Returning from the national Project Safe Neighborhoods conference held earlier this month in Kansas City, Silsby said that some of the $320,000 in federal money designated for Maine might be used to get the word out.

“The [multi-agency] Violent Crimes Task Force is now at the stage of exploring a more intense public outreach program to educate people not just on the domestic violence prohibition, but on federal firearms laws generally,” the federal prosecutor said.

A majority of domestic violence cases are handled through Maine’s 31 district courts. District court judges, who handled nearly 150,000 cases in 2003, are not required to inform defendants that a conviction would prohibit them ever possessing a firearms, but defense attorneys are, according to attorney Jeffrey Silverstein of Bangor.

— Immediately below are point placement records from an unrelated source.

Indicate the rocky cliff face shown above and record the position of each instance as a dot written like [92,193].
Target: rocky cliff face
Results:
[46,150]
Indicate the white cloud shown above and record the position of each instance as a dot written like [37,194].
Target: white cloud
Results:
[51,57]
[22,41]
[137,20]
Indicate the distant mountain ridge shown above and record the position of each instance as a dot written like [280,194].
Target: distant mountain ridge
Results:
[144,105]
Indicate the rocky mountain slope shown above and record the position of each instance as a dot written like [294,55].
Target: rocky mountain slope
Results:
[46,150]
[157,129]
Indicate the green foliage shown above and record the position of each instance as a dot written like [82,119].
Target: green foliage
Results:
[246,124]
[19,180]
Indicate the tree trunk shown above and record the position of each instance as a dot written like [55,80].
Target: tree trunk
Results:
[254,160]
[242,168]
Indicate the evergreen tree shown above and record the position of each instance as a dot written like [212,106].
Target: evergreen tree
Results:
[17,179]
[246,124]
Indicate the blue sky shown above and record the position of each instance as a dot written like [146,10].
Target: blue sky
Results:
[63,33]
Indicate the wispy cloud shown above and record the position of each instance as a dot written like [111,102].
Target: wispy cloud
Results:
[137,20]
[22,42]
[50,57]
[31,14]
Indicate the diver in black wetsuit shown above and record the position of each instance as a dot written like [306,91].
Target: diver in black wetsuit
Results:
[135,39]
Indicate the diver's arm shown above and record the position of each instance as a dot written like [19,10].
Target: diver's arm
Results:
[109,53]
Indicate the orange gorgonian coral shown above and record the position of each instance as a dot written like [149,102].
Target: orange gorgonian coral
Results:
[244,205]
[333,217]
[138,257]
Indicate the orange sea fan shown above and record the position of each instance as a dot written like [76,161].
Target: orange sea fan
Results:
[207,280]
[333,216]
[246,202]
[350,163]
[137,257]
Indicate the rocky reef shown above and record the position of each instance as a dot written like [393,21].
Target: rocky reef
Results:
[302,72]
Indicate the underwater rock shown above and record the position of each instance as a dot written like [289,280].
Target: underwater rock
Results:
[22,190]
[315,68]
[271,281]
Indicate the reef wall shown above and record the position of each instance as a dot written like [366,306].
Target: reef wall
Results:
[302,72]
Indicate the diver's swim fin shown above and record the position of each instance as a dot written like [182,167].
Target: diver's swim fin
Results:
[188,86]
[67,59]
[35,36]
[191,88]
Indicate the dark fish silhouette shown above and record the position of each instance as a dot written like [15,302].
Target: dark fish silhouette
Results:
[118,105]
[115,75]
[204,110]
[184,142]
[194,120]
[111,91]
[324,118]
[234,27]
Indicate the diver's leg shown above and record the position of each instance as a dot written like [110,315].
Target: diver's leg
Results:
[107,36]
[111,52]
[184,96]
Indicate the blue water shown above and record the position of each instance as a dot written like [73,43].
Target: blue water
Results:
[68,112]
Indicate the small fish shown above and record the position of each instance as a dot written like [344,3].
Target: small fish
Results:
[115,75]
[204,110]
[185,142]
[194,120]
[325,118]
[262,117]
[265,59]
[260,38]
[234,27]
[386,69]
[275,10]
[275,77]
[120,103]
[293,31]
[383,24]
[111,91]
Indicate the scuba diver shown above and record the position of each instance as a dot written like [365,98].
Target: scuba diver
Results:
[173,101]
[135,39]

“It’s probably happening routinely that defendants are not being told that their convictions mean they can’t ever have a gun again,” he said. “The problem is not so much what’s happening now, but what happened before the law went into effect.

“The law allows the government to reach back into the past.”

Deputy Chief District Court Judge Robert Mullen said Monday that he did not know how many judges from the bench informed defendants that they would never be able to possess a gun.

“I like to think that I usually do, especially if the defendant is not represented by counsel,” he said.

Attorney Stephen Smith of Bangor called the federal legislation “seriously flawed … because it has no restrictions on how far back it reaches.”

“I have represented many soldiers and civilians alike who have lost long, outstanding careers in the military, or have lost the ability to hunt with firearms based on [misdemeanor domestic] assault convictions that stretch back decades before the Lautenberg Amendment’s effective date,” he said.

Smith said that police officers and others required to carry weapons for their jobs have had distinguished careers cut short because of decades-old misdemeanor assault convictions. Often, defendants represent themselves and plead guilty to ‘get it over with’ and ‘move on’ because the prosecutor offered a fine but no jail time.

“Little did they realize that decades later, they would, in effect, be punished twice for the same crime,” Smith said.

The Associated Press contributed to this report.

Correction: A story published Tuesday on Page B1 about federal gun prosecutions in Maine incorrectly stated that a Dexter police officer was aware that Marc George Taft had been convicted of a misdemeanor domestic assault. Taft, at that time, hadn’t been convicted of domestic assault, but had been convicted of terrorizing. The misinformation was presented at Taft’s sentencing in federal court. Dexter police said Tuesday that they had answered domestic disturbance calls at Taft’s residence on numerous occasions. Also, Taft’s guns had been placed in police custody by a relative, and his 2002 assault conviction was on a store clerk, not his wife.